On Monday, June 29 the crew crowded on the deck of the Pacific Hope like immigrants clapping eyes on the Statue of Liberty for the first time. They gazed hopefully at the sun-speckled ocean that stretched out to the islands as the ship plowed toward open sea.
The Pacific Hope was finally out of port and sailing toward the islands.
Before casting off the lines, the crew and the Marine Reach team in Tauranga sang praises to the Lord for His grace in allowing the mission to finally launch. The old Japanese merchant ship floated faithfully forward as a new boat with a redeemed purpose. But before the first jagged hills of Fiji were spotted, there was testing on the high seas.
It began just after the calm water of the channel turned into choppier swells. Before long, buckets were being passed around for sick stomachs and the mess hall was empty when the dinner bell rang. The rise and fall of the swelling waves – while not excessively rough – was just enough to churn the stomachs and weaken the knees of almost everyone on board. The ship was mostly quiet for the first 24 hours. Few volunteers braved the topsy-turvy motion and gained their sea legs, and most of the crew periodically haunted the halls in search of a better spot to lie down and ease their sea sickness.
Yet despite the dizziness, puking and headaches, God had a plan in mind.

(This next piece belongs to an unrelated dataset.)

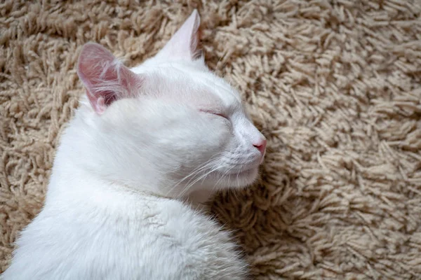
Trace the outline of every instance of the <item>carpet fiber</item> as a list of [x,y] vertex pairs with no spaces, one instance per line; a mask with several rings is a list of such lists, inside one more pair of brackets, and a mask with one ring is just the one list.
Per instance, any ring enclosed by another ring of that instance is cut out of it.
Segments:
[[42,206],[82,45],[134,66],[197,8],[210,68],[269,141],[258,183],[212,204],[252,274],[419,279],[420,1],[39,2],[0,3],[0,271]]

Bruna Rosa, one of the ship’s nurses from Brazil, did not succumb to the seemingly contagious sea sickness. She was able to stay awake and take care of the volunteers confined to their bunks, administering nausea medication, water and much-needed compassion. The other ship’s nurse, Stephanie Frei of Switzerland, battled fatigue and the sea sickness for four out of the six days. But by the fifth day both nurses were sharing shifts and working together to provide care for the rest of the crew.
Donell Turner, the ship’s head cook, worked tirelessly to serve every meal during the voyage. Her sea legs proved up to the task as she prepared breakfast, lunch and dinner no matter how few sea-sick sailors decided to battle their way to the mess hall. Michelle Woodcock, Divina Cassiano and Michelle Wanhill – other members of the meal team – also braved the galley despite the tossing waves.

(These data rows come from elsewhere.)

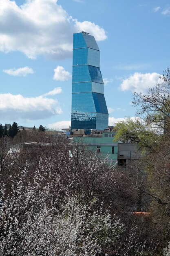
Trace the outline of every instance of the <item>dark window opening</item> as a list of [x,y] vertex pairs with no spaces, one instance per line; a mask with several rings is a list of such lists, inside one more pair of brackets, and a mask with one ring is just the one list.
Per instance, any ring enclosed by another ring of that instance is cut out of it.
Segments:
[[118,159],[118,165],[126,167],[126,159]]
[[114,154],[114,147],[112,147],[112,154]]
[[97,146],[97,154],[98,154],[99,153],[100,153],[100,146]]

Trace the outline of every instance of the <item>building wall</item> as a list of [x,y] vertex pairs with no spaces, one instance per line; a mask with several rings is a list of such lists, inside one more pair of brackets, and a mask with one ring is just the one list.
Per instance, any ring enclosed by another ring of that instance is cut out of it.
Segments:
[[[105,135],[108,135],[108,137],[106,137]],[[108,162],[115,164],[117,160],[118,144],[113,141],[115,135],[114,132],[104,132],[98,136],[97,135],[74,137],[73,143],[77,143],[79,146],[85,147],[86,150],[91,150],[93,153],[101,153],[103,158],[108,157]],[[110,137],[108,137],[109,135]],[[113,147],[114,153],[113,153]]]

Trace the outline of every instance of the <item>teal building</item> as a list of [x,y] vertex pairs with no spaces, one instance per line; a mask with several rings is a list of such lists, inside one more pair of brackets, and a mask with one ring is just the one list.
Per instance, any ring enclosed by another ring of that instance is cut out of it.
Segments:
[[73,144],[77,143],[85,150],[100,153],[102,158],[108,157],[108,162],[115,164],[118,159],[118,143],[113,141],[115,132],[97,131],[96,132],[91,135],[73,137]]
[[95,38],[73,34],[71,128],[104,130],[108,113],[100,69],[100,51]]

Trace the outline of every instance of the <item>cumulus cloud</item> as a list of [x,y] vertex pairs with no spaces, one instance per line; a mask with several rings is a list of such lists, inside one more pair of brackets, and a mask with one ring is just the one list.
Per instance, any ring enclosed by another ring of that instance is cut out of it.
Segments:
[[33,74],[34,72],[31,67],[24,67],[20,68],[12,68],[9,70],[4,70],[3,72],[8,74],[11,76],[26,76],[29,74]]
[[57,100],[46,98],[43,95],[28,98],[21,94],[0,94],[1,120],[45,119],[62,113]]
[[151,65],[148,63],[135,63],[124,65],[117,64],[113,66],[114,70],[142,70],[150,68]]
[[105,40],[107,38],[105,30],[98,25],[90,21],[83,21],[80,22],[76,19],[73,20],[75,22],[75,27],[77,31],[85,31],[90,33],[95,37],[97,41]]
[[110,79],[104,78],[103,81],[104,82],[104,85],[106,85],[108,83],[112,83],[113,79],[112,78],[110,78]]
[[54,129],[57,130],[60,130],[64,128],[69,128],[71,126],[71,121],[59,121],[53,124],[50,124],[48,125],[49,128]]
[[132,92],[145,92],[149,88],[153,87],[156,83],[161,83],[157,73],[142,74],[136,72],[127,79],[124,79],[120,85],[121,91],[130,90]]
[[61,87],[57,87],[52,91],[50,91],[49,92],[44,93],[44,96],[48,96],[49,95],[55,95],[56,94],[61,93],[62,92],[62,89]]
[[57,66],[54,70],[54,75],[53,79],[57,81],[65,81],[72,78],[70,73],[68,71],[66,71],[62,66]]
[[120,110],[121,111],[125,111],[126,110],[124,108],[117,108],[116,109],[117,110]]
[[160,10],[160,9],[161,9],[161,7],[160,6],[158,6],[157,7],[155,7],[153,9],[153,11],[154,12],[156,12],[157,11],[158,11],[159,10]]
[[163,15],[169,16],[170,15],[170,7],[166,8],[161,13]]
[[29,0],[19,7],[14,1],[0,0],[0,51],[59,59],[71,56],[73,32],[87,31],[98,40],[106,38],[104,29],[69,16],[57,2]]
[[112,112],[114,112],[115,111],[115,110],[114,108],[108,108],[108,112],[109,114],[110,114],[110,113],[112,113]]
[[[130,119],[133,121],[135,121],[137,119],[137,117],[130,117]],[[108,118],[108,125],[114,126],[118,122],[122,122],[122,121],[126,121],[126,118],[115,118],[115,117]]]
[[84,0],[73,0],[74,2],[77,2],[78,3],[81,3],[83,4],[84,2]]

For the electricians, carpenters, and engineers staying in bed was not an option. Crew members such as Glenn Buckley, Mike Mears, Jeremy Wanhill, Patrick Amos and Megan Stewart (to name only a few) were up on their feet day and night keeping the ship running smoothly. From carpentry and electrical work to navigating in the wheel house, they diligently chipped away at unseen tasks. Captain Roger Connolly and his wife Eugenie provided leadership and encouragement for the volunteers.

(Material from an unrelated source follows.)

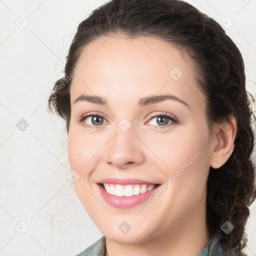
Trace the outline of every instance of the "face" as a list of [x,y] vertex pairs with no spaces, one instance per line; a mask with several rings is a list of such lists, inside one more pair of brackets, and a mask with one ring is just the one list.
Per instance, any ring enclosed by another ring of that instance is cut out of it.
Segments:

In the midst of the battling their stomachs and completing their tasks, the volunteers also found time for entertainment and fun during the voyage. Games of UNO, movies and popcorn filled the long nights, but the main form of passing time was simply talking. From sipping countless cups of coffee and tea to playing guitar together, hours were spent getting to know one another.
In spite of the sea sickness, the Lord was honored through the service and unity on the Pacific Hope.
Devotions and small worship services were also held in the lounge twice a day, and the beauty of the Lord’s creation was evident by simply stepping outside and feeling the salt spray of the south Pacific. As the volunteers trickled into the lounge to gather and worship the Lord, it was obvious that sickness had no grip on their desire to praise. Lying vertically or balancing on shaky legs, the crew lifted their voices in praise every night.
And when land was finally sighted, it became evident that sea sickness is no match for the unshakable joy of the Lord.